One of the leading causes of students disengaging, withdrawing, or getting angry is teachers trying to control them. I know this from my days as a control freak new teacher, and I’ve worked with many other teachers who’ve gone down this path too. Here’s a reprint of a post about this that I originally published December 10, 2011.
Great teachers maintain control of their classrooms. They do not, however, control their students. In fact, show me a teacher who tries to control students, and I’ll show you a classroom that’s out of control.

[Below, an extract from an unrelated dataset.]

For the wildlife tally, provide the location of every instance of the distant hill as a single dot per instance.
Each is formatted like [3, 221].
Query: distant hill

One way many teachers try to control students is through disciplinary rules and punitive consequences for breaking those rules. Yet just as harmful as teachers’ efforts to control students’ behavior are their efforts to control students’ thoughts. Some examples:
The early childhood teacher who told a student to redo his drawing because "this looks nothing like an elephant." The science teacher who insisted on being a fountain--rather than a facilitator--of knowledge, and wouldn't let students form hypotheses, let alone test them out. The math teacher who told students, "You could do it that way, but the way I showed you is much better." The art teacher who cultivated conformity rather than creativity by telling students, "Everyone's should look like Angela's--it's awesome," as they made models of dinosaurs. The special ed teacher who persisted in giving students clues despite their protests that they didn't want any help. The literature teacher who shot down students' answers after asking why they thought the author chose a particular setting. (The same teacher later admonished students for not participating in the discussion: "How come no one is raising their hands?") The social studies teacher who twisted students' comments during a discussion of the pros and cons of different forms of government, so that they were aligned with his views. The 2nd grade teacher who refuted rather than respected students' complaints that a book she read to them was boring: "It's a great story. You must not have been paying attention."

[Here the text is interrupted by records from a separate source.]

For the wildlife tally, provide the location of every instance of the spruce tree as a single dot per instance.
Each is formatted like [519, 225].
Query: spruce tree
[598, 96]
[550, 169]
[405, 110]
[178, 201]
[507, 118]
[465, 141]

And fifteen minutes or so into each of these classes, most students had either checked out or were acting out--as I expected, since these teachers told me ahead of time that they were having lots of behavior problems. But most of those problems disappeared once teachers saw the connection between their efforts to control students’ thinking and students’ misbehavior. (This happened for me as a teacher too after I made the same connection based on students’ feedback about my chaotic first-year classroom.)

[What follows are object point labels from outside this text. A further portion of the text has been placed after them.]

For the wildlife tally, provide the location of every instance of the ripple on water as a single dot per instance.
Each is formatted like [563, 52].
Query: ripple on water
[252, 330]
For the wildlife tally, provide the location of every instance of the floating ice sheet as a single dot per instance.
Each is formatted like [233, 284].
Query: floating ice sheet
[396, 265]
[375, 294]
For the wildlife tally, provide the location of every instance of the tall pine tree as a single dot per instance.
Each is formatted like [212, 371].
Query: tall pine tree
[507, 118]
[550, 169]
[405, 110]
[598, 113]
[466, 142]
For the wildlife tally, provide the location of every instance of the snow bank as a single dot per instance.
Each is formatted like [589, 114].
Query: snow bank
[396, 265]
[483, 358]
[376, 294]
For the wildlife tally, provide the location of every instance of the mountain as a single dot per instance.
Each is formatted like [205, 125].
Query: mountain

Does this mean refraining from trying to control kids is all it takes to maintain control of your classroom? Not at all. There are several components of classroom management, and a breakdown in any one of them can cause classroom chaos. But no matter how organized and efficient you are, sooner or later students are going to withdraw or be disruptive if you try to control them in ways like I’ve described above.
Make no mistake: great teachers provide students the structure they need to thrive. But they also give them room to be themselves and think for themselves within that structure. In short, great teachers empower children rather than overpower them.